Waldhof / Gartenstadt / Luzenberg

Waldhof Stadtteilfest auf dem Taunusplatz lockt an drei Tagen viele Besucher an / Musik, Modenschau und Tänze

Nachwuchs erobert die Bühne

Heiß her ging es drei Tage lang beim 39. Stadtteilfest auf dem Waldhof. Deshalb erfreuten sich schon am ersten Abend die zahlreichen Besucher des traditionellen Dämmerschoppens im und am Kulturhaus Waldhof an den gut gekühlten Getränken. Allerdings machte eine stetige leichte Brise den Aufenthalt auf dem Taunusplatz angenehm.

Der Anstich des Freibierfasses war Sache von Stadtrat Konrad Schlichter (CDU). Der Gerstensaft floss jedoch mit etwas Verzögerung. Schlichter hatte, anders als sonst, etwas Mühe, den Zapfhahn ins Spundloch des Fasses zu treiben. Doch anschließend stieß er mit seiner Kollegin Andrea Safferling (SPD) und den anwesenden Vorstandsmitgliedern des Waldhofer Kulturvereins an. Die passende musikalische Begleitung für die Abendveranstaltung lieferte das Blaulicht Trio aus Sandhofen.

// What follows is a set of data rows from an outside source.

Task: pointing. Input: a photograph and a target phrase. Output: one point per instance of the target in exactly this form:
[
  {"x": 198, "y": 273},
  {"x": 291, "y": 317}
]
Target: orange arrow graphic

Andrea Safferling eröffnete das Stadtteilfest am zweiten Tag ganz offiziell. Mit einigen launigen Worten ging sie auf die noch nicht begonnenen Arbeiten zur Neugestaltung des Taunusplatzes ein. „Der Waldhof – unendliche Weiten, ein liebenswerter Stadtteil, der nur noch wenige Lichtjahre von der Fertigstellung des Taunusplatzes entfernt ist. Wenige Lichtjahre bedeutet Herbst 2020“, scherzte Safferling.

Die Stadträtin lobte das Engagement derer, ohne die es solche Feste nicht geben würde: „Glücklich sein und sich für andere engagieren, das ist eine wertvolle Formel. Deshalb danke ich allen, die sich ehrenamtlich engagieren, denn dies ist keine Selbstverständlichkeit.“

Das Bühnenprogramm startete mit Darbietungen der Kindergärten aus dem Stadtteil. Die kleinen Darsteller waren allerdings zeitweise verwirrt durch die vielen Smartphones, die ihnen von den Mamas und Papas entgegengereckt wurden, um den Auftritt filmisch festzuhalten. Nach den Kitas präsentierten sich die Waldhofer Schulen und Vereine und offerierten ein buntes und attraktives Angebot bis weit in den Nachmittag hinein.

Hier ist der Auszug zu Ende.